Just like me, many clients have been using money from cancelled holidays to pay off their debts, carry out repairs or complete home improvements. Many have also reported spending less during lockdown and are now considering revising their habits. As we slowly emerge blinking back into our post-lockdown world, banks and mortgage providers have indicated that they are going to be a lot more careful about offering credit for a while. Non-essential shops, arts venues and public transport providers will continue to see a hesitant return to normal as people remain cautious.

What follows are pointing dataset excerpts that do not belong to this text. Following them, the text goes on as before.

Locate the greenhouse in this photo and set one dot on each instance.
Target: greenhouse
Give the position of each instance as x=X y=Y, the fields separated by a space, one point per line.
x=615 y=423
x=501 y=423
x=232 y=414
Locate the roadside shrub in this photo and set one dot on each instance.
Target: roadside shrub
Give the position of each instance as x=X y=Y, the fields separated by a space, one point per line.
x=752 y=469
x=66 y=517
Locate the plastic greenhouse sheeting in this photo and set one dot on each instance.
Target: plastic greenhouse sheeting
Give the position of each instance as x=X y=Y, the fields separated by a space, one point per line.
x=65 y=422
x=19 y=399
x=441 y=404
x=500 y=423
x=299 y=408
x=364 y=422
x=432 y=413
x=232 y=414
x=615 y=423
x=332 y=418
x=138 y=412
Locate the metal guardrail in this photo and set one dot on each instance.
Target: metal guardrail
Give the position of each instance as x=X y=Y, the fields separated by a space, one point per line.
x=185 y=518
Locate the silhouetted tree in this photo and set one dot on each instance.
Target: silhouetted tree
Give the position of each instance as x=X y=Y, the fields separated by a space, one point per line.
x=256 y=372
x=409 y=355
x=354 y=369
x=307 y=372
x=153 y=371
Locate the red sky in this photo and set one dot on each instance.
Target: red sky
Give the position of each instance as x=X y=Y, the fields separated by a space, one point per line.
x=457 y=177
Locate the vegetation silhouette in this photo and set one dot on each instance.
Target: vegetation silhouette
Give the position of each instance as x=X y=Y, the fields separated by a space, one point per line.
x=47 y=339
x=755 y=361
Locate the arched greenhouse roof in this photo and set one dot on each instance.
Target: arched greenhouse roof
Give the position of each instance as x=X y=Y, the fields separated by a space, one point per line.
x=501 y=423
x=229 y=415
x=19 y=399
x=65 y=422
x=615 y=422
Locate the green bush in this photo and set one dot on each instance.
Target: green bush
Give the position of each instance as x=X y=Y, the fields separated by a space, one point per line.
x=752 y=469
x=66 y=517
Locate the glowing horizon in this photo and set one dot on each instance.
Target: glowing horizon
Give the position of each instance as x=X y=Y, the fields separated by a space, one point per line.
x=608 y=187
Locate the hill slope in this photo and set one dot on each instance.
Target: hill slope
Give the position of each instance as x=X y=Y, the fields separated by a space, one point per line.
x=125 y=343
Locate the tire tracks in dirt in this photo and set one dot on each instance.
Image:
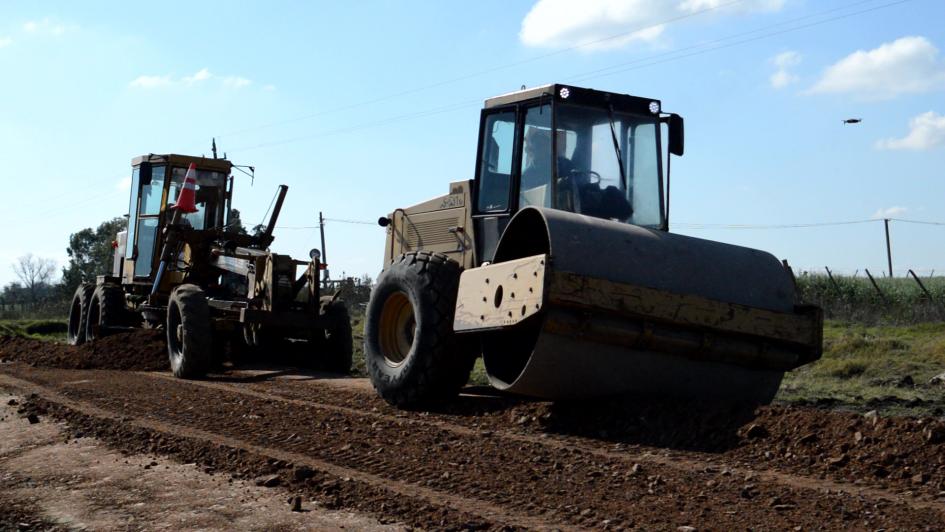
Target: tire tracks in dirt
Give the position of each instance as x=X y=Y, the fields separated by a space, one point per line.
x=479 y=508
x=673 y=461
x=562 y=485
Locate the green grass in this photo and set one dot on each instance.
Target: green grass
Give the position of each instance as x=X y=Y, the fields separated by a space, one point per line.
x=41 y=329
x=855 y=300
x=864 y=363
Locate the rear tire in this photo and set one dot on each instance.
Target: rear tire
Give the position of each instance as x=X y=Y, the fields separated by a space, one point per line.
x=106 y=309
x=411 y=352
x=189 y=334
x=335 y=344
x=78 y=314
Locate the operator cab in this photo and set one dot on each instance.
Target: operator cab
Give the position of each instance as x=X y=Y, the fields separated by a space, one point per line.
x=580 y=150
x=156 y=181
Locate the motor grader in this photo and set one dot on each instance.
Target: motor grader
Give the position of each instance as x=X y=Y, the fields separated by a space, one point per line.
x=185 y=267
x=555 y=264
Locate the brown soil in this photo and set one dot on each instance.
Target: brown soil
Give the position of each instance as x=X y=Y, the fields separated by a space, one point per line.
x=495 y=463
x=142 y=350
x=52 y=481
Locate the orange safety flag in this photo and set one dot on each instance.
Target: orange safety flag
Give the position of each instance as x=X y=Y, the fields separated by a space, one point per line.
x=186 y=198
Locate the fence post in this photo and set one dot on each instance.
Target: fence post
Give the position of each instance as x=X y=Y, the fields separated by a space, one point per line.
x=833 y=282
x=888 y=248
x=876 y=286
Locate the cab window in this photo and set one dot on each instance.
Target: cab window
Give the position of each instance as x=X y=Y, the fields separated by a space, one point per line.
x=152 y=192
x=495 y=167
x=209 y=190
x=535 y=187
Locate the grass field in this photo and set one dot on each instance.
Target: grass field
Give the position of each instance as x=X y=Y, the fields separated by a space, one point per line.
x=874 y=368
x=899 y=301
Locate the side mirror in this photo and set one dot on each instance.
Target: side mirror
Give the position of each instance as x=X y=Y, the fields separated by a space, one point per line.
x=677 y=135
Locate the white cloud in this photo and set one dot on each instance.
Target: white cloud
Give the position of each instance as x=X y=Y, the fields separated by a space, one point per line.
x=609 y=24
x=235 y=82
x=889 y=212
x=44 y=26
x=784 y=62
x=926 y=131
x=906 y=65
x=202 y=75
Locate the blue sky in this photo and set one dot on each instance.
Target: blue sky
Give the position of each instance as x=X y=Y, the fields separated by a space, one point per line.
x=361 y=107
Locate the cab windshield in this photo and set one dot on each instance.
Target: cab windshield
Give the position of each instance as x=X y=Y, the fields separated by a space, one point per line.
x=593 y=146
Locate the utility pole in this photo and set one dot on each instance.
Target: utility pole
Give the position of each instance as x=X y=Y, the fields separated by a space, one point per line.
x=888 y=248
x=321 y=229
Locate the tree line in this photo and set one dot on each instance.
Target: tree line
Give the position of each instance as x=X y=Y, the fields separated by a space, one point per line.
x=40 y=290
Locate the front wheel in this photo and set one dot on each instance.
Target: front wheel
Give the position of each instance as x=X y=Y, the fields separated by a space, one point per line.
x=189 y=335
x=78 y=314
x=411 y=352
x=106 y=310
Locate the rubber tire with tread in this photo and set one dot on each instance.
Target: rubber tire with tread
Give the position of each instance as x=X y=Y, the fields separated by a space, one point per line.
x=78 y=313
x=108 y=302
x=191 y=356
x=336 y=345
x=438 y=363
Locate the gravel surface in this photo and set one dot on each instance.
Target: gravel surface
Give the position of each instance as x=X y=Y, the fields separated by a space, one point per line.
x=142 y=349
x=498 y=463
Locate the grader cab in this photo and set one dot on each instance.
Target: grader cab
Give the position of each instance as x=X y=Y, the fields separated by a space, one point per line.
x=181 y=265
x=556 y=265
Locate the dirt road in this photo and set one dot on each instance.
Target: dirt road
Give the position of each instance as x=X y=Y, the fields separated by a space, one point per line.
x=486 y=462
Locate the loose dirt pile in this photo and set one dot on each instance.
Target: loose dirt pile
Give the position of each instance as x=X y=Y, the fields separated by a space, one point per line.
x=140 y=350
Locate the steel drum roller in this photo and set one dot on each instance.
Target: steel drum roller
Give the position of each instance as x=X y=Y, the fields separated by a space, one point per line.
x=579 y=350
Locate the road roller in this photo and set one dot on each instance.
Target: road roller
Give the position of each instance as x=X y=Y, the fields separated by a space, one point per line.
x=555 y=264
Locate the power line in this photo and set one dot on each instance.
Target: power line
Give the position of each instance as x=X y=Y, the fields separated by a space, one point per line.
x=360 y=222
x=792 y=226
x=674 y=54
x=608 y=71
x=923 y=222
x=491 y=70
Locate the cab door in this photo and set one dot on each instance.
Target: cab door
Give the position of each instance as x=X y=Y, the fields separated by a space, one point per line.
x=496 y=174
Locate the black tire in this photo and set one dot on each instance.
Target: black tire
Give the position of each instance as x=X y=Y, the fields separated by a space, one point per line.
x=336 y=346
x=189 y=333
x=78 y=314
x=411 y=352
x=106 y=309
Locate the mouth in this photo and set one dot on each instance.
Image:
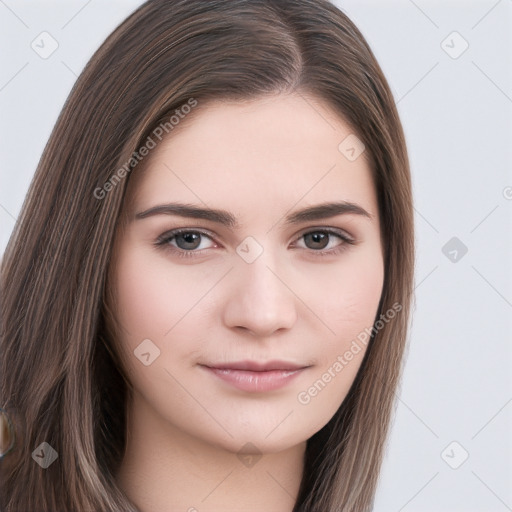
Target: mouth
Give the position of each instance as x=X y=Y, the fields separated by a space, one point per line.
x=255 y=377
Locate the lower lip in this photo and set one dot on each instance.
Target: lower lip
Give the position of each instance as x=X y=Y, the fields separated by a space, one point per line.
x=255 y=382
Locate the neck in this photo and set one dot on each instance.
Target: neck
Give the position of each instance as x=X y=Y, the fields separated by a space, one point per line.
x=166 y=469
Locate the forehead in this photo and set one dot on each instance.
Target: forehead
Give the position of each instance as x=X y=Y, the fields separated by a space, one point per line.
x=272 y=150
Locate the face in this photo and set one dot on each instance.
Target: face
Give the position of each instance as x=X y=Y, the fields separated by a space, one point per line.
x=240 y=325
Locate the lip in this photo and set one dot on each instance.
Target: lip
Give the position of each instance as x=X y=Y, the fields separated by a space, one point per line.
x=256 y=377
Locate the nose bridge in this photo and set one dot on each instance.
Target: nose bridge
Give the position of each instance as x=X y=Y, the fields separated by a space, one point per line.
x=260 y=302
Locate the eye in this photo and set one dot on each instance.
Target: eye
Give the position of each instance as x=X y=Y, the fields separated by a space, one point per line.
x=186 y=241
x=321 y=242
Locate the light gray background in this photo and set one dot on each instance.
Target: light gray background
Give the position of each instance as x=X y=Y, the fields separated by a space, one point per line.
x=457 y=115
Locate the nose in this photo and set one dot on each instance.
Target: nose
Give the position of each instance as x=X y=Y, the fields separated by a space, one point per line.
x=260 y=300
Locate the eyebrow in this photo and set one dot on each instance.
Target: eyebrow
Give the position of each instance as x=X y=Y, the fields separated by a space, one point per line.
x=225 y=218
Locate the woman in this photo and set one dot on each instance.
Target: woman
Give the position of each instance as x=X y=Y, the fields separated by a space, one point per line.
x=143 y=371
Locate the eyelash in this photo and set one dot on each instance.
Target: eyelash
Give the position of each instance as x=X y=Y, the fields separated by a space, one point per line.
x=162 y=242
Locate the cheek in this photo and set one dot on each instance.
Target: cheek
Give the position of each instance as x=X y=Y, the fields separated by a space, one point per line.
x=348 y=296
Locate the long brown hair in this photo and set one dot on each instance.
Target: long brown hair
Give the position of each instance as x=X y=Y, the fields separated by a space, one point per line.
x=61 y=381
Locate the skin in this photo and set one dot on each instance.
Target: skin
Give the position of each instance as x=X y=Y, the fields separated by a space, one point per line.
x=187 y=429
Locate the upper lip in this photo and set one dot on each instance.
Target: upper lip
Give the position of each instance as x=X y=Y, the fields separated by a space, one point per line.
x=256 y=366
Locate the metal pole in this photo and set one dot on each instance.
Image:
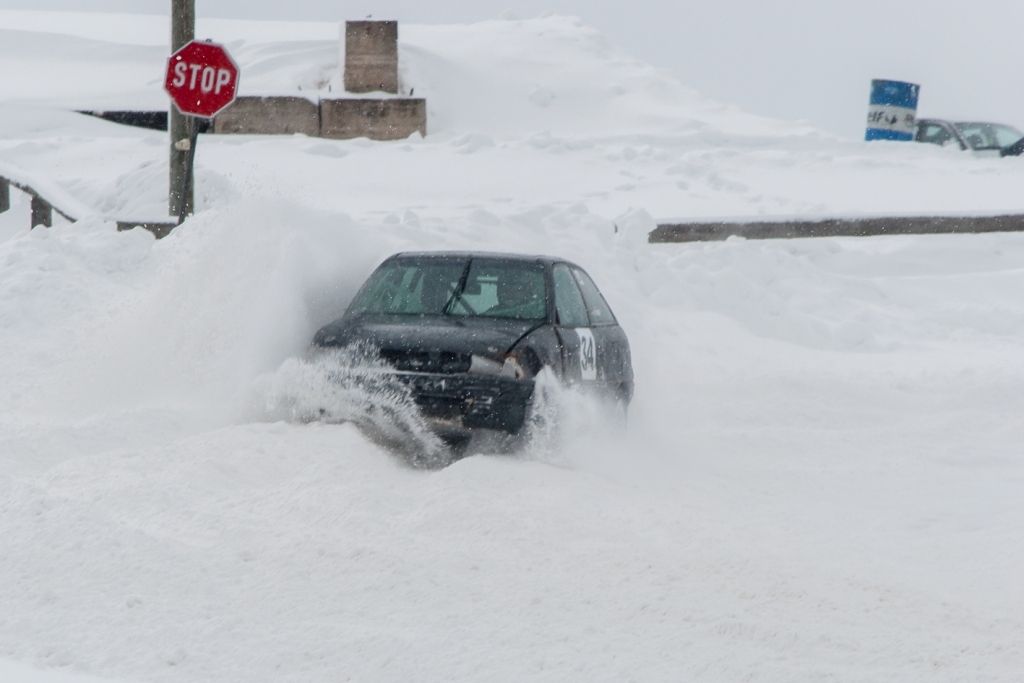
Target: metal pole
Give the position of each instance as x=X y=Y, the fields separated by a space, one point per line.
x=180 y=194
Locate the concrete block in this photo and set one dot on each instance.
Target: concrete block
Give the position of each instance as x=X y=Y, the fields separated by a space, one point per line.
x=269 y=116
x=391 y=119
x=372 y=56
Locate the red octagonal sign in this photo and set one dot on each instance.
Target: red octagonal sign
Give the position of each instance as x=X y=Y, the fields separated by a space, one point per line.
x=202 y=79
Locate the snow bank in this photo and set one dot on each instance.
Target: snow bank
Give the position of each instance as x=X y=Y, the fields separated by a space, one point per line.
x=819 y=479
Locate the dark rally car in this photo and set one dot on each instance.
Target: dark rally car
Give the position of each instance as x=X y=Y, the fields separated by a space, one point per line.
x=468 y=333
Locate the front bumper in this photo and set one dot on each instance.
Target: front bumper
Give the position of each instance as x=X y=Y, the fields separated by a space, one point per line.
x=465 y=402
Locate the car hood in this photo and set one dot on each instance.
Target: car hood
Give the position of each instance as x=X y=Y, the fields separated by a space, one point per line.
x=482 y=336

Those people that were already living on, or close to, the breadline have not been lucky enough to have money spare to repay debts. Many are still looking at extending repayment holidays where they can. My first recommended blog is by Martin Lewis. He asks, “should we extend our payment holidays, just because we can?” The consequences of taking a payment holiday are explained very clearly and the main forms of credit are looked at individually. Martin suggests that the payment holiday options should only be used if absolutely necessary.
A looming issue for many vulnerable older people will be the removal of free TV licences for the over 75s. Those people in receipt of Pension Credit can continue to receive a free licence but they will need to register with TV licensing. All current free licences expire on the 31st July. Paul Lewis explains how the new licensing scheme will work, along with details about claiming Pension Credit.
Like us, other organisations are expecting a difficult winter, and are worried about how clients are going to cope with repaying deferred debts. Ian Preston from the Centre for Sustainable Energy looks at not only coping with deferred fuel bills, but also the toll on customers’ mental health due to an extended lockdown.
In other blogs:
In my last blog I mentioned the issue of landlords discriminating against those clients in receipt of benefits, often having “No DSS” rules barring application for properties. A court ruling in York has now confirmed that this is discriminatory. More details can be found in the blog from Maddy Moore at Shelter. It also has a video from the solicitor who represented in the case, Rose Arnall.
Finally, I couldn’t help but be nosy enough to read the blog on Nearly Legal about a case brought for breach of a lease on the basis that the flat was being run as a brothel. https://nearlylegal.co.uk/2020/07/adventures-in-forfeiture-brothels-and-specifying-the-breach/
Have you read any good blogs recently? Let us know in our discussion forum.
In other news
Have you seen the latest webinar from Shelter? It looks at benefits in insolvency cases and can be found on our website here: https://www.i-m-a.org.uk/directory/webinars/ The latest webinar recording from the IMA, “Supporting Clients with Borderline Personality Disorder” will be available on our website soon.
All the very best to everyone. More blogs next month.